#VU96290 Memory leak in Linux kernel - CVE-2024-43861

Vulnerability identifier: #VU96290

Vulnerability risk: Low

CVSSv4.0: 4.3 [CVSS:4.0/AV:L/AC:L/AT:N/PR:L/UI:N/VC:N/VI:N/VA:H/SC:N/SI:N/SA:N/E:U/U:Clear]

CVE-ID: CVE-2024-43861

CWE-ID: CWE-401

Exploitation vector: Local

Exploit availability: No

Vulnerable software:
Linux kernel
Operating systems & Components / Operating system

Vendor: Linux Foundation

Description

The vulnerability allows a local user to perform a denial of service (DoS) attack.

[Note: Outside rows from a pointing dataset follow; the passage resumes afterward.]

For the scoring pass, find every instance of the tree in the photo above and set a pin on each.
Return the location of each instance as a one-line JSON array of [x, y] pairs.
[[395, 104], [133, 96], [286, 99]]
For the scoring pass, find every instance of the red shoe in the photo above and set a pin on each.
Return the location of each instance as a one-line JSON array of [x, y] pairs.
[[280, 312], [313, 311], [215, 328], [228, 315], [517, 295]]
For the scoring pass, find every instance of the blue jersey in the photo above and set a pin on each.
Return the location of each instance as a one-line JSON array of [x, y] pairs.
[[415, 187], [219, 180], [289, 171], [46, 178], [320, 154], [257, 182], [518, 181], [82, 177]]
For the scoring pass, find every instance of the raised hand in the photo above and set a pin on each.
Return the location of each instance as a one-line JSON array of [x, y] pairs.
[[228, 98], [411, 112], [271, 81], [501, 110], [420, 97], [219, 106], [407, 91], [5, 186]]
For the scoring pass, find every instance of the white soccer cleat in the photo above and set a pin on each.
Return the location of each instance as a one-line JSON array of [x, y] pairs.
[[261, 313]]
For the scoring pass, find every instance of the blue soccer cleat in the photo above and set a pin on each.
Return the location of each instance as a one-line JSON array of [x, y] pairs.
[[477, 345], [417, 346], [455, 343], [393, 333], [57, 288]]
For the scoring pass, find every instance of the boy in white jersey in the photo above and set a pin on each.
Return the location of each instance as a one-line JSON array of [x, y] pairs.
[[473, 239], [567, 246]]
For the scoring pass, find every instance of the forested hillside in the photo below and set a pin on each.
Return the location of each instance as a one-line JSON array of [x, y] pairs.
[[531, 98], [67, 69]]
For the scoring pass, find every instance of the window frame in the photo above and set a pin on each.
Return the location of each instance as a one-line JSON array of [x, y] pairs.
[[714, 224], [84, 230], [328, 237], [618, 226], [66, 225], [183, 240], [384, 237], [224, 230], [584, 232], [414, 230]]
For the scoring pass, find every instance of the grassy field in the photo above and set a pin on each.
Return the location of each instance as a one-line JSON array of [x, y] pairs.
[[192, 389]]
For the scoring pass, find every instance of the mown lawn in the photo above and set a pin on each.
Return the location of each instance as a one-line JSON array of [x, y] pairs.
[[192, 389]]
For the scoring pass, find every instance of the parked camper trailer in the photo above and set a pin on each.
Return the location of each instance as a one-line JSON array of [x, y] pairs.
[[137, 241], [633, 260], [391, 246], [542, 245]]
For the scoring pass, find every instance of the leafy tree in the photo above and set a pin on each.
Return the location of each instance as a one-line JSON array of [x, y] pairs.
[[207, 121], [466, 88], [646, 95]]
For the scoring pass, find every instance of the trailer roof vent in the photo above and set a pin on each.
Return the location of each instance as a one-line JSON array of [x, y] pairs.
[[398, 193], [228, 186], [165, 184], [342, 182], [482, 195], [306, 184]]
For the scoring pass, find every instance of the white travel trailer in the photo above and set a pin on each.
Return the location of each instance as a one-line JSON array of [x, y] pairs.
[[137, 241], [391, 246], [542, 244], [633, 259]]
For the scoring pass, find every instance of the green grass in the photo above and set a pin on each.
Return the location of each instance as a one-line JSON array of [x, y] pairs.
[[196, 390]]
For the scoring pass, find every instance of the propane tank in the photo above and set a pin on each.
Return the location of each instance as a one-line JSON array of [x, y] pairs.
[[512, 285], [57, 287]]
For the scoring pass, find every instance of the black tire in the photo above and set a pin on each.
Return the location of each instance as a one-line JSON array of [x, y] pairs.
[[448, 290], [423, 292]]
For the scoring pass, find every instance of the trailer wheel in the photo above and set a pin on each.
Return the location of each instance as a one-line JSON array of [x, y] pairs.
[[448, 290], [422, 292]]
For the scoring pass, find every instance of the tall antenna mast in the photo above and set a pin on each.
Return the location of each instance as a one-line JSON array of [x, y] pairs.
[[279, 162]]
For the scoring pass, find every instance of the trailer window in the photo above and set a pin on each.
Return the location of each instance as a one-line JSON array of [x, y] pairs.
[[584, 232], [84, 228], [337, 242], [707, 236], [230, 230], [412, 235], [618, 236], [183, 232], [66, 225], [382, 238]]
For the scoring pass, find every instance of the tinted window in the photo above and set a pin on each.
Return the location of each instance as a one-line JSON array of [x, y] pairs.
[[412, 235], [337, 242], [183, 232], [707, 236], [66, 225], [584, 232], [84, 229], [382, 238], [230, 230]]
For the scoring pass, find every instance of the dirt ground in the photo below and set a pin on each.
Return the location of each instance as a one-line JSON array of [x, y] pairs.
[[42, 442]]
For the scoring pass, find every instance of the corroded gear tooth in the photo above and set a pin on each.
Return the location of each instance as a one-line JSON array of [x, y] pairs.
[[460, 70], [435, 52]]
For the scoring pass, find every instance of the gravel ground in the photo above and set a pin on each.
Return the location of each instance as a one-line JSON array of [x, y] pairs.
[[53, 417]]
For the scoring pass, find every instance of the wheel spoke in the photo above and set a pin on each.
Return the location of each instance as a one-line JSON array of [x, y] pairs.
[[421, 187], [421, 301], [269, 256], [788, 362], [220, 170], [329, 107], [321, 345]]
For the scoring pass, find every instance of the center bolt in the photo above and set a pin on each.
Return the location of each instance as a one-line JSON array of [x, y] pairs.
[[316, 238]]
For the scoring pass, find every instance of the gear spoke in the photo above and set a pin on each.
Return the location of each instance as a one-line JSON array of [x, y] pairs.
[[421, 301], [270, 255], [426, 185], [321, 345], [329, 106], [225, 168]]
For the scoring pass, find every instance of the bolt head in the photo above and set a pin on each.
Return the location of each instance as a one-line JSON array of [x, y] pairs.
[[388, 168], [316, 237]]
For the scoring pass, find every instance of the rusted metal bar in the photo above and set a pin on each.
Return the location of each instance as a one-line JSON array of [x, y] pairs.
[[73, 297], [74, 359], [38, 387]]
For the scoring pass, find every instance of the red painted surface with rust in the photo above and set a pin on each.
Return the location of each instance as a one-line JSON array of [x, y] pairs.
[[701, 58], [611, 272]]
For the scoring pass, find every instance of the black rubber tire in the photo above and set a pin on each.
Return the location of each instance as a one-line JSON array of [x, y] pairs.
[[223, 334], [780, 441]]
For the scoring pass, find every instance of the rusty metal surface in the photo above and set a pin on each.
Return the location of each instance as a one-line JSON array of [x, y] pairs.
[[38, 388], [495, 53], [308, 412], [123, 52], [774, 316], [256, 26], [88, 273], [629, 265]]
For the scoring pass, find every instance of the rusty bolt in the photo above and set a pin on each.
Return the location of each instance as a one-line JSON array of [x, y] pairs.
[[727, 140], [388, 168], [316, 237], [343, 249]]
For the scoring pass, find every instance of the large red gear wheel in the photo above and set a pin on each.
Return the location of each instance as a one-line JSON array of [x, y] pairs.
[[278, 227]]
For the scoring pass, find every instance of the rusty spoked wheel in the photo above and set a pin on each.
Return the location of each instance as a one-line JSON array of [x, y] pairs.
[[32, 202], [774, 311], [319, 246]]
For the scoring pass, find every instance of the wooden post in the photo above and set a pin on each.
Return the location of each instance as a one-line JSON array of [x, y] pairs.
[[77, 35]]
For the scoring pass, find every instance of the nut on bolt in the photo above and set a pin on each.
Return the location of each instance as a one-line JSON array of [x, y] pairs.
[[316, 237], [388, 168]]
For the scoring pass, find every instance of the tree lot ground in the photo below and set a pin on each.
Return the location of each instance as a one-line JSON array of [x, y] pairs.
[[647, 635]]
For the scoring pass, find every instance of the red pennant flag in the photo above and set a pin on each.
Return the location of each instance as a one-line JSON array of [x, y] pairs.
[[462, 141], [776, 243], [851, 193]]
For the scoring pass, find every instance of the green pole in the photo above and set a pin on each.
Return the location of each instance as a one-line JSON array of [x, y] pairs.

The vulnerability exists due to memory leak within the qmimux_rx_fixup() function in drivers/net/usb/qmi_wwan.c. A local user can perform a denial of service (DoS) attack.

Mitigation
Install update from vendor's website.

Vulnerable software versions

Linux kernel: All versions

---

External links
http://git.kernel.org/stable/c/3c90a69533b5bba73401ef884d033ea49ee99662
http://git.kernel.org/stable/c/37c093449704017870604994ba9b813cdb9475a4
http://git.kernel.org/stable/c/e87f52225e04a7001bf55bbd7a330fa4252327b5
http://git.kernel.org/stable/c/c4251a3deccad852b27e60625f31fba6cc14372f
http://git.kernel.org/stable/c/da518cc9b64df391795d9952aed551e0f782e446
http://git.kernel.org/stable/c/f2c353227de14b0289298ffc3ba92058c4768384
http://git.kernel.org/stable/c/c6c5b91424fafc0f83852d961c10c7e43a001882
http://git.kernel.org/stable/c/7ab107544b777c3bd7feb9fe447367d8edd5b202

---

Q & A

Can this vulnerability be exploited remotely?

No. This vulnerability can be exploited locally. The attacker should have authentication credentials and successfully authenticate on the system.

Is there known malware, which exploits this vulnerability?

No. We are not aware of malware exploiting this vulnerability.